I knew at that moment, as she bared her fangs at the wolf who had made her life a living hell, that she would never embrace her human half again. He had brutalized and traumatized her too much, driving her forever into the sanctity and safety of her inner beast.

So it didn’t surprise me when Callum’s wolf charged Tadc, slammed him to the ground, and backed away so Ceara could take the kill. One she had very much earned when she lunged at Tadc, wrapped her teeth around his neck, and bit down with all her might, severing crucial veins so swiftly, he couldn’t fight back if he tried.

Choking back tears of relief, I leaned against Broderick’s dragon for support, rested my cheek against a scale, and promised him he would be free soon. Everyone watched as Ceara bit down even harder and finally had her vengeance on a wolf who had brought so much heartache to so many.

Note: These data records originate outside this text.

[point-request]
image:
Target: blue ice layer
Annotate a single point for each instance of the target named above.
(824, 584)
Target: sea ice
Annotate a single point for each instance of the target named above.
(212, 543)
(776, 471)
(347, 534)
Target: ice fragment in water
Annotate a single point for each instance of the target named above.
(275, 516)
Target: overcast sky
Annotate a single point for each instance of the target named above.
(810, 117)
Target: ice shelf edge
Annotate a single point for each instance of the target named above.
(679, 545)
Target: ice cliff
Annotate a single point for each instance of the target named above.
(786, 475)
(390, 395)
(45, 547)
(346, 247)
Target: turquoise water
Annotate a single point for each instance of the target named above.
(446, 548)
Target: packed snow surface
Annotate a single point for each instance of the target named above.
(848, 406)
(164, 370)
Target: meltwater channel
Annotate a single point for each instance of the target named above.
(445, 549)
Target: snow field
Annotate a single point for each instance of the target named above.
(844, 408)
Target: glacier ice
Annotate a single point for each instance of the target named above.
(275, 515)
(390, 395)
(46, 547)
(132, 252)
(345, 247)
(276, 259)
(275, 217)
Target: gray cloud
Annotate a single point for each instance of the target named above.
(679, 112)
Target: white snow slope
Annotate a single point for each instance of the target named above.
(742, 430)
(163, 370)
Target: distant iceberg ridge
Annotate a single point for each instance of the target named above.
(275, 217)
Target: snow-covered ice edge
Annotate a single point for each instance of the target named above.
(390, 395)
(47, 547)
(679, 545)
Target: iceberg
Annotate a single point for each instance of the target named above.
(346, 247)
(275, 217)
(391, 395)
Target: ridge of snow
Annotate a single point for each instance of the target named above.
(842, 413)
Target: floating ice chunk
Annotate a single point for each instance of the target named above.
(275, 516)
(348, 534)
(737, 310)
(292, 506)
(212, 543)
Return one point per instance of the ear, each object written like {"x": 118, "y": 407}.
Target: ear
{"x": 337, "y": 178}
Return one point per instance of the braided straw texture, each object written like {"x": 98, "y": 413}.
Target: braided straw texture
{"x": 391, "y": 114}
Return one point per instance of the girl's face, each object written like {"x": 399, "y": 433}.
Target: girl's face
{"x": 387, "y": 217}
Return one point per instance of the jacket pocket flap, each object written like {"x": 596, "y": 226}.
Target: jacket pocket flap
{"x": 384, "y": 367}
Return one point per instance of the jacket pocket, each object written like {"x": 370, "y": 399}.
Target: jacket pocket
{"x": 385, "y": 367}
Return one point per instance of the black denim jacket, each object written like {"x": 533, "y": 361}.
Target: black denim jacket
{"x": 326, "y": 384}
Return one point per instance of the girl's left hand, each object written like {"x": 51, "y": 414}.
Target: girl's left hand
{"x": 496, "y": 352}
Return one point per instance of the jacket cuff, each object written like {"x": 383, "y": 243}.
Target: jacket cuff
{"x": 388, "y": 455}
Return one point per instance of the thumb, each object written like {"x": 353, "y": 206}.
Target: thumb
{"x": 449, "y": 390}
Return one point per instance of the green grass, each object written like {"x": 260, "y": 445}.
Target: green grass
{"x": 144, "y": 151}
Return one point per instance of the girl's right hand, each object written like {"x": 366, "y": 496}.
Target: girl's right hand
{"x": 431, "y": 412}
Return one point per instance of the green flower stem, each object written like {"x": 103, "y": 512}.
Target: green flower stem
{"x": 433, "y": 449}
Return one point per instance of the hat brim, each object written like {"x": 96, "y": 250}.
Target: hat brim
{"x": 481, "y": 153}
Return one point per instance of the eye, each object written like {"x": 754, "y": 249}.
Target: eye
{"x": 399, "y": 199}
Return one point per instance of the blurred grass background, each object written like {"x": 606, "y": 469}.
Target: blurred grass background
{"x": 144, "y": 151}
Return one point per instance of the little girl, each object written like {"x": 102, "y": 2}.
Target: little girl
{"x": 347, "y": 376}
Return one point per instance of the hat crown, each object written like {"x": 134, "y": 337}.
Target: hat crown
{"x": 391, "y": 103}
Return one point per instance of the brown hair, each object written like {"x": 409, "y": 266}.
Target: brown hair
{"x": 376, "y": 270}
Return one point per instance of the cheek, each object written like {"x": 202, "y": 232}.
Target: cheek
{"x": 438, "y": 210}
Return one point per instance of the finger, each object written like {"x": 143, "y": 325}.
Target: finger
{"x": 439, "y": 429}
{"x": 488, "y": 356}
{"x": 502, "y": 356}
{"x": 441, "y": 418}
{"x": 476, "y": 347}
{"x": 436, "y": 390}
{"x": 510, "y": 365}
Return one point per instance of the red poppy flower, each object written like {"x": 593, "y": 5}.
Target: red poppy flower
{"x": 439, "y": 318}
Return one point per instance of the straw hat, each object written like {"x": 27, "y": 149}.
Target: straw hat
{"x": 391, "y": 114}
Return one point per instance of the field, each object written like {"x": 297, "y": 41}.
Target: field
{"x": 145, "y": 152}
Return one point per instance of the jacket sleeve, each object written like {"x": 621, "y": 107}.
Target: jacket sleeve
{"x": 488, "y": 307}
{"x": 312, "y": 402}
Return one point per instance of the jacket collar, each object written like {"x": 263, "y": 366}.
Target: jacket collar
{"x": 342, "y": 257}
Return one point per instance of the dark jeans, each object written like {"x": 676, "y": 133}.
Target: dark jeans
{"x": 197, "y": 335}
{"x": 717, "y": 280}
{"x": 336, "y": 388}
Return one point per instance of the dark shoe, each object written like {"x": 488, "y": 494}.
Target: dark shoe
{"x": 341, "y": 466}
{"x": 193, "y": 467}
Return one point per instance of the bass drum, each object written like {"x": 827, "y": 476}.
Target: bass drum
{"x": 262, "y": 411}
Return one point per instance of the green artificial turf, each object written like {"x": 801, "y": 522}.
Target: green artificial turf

As the last of Tadc’s blood drained away and he slowly went lifeless, I felt Naya’s strong, supportive hand slip into mine. When I pulled away from Broderick and looked at her, I saw in her eyes what she had already figured out. It unfolded as enemy wolf after enemy wolf dropped their blades and drifted Ceara’s way. The dank, corrupt veil of their evil creator was finally, at last, lifted, and they were thankful to the wolf who had ended their nightmare. Another survivor like them. One in which they saw a bright new beginning.

A true matriarch who would watch over them always.

And it would only get better from there as my storm lifted and a waning moon ushered in the best night the Wolves of Ossary had ever had.

An eve that would mark sad endings but new beginnings as well.

Ones that I didn’t see coming but would make all the difference.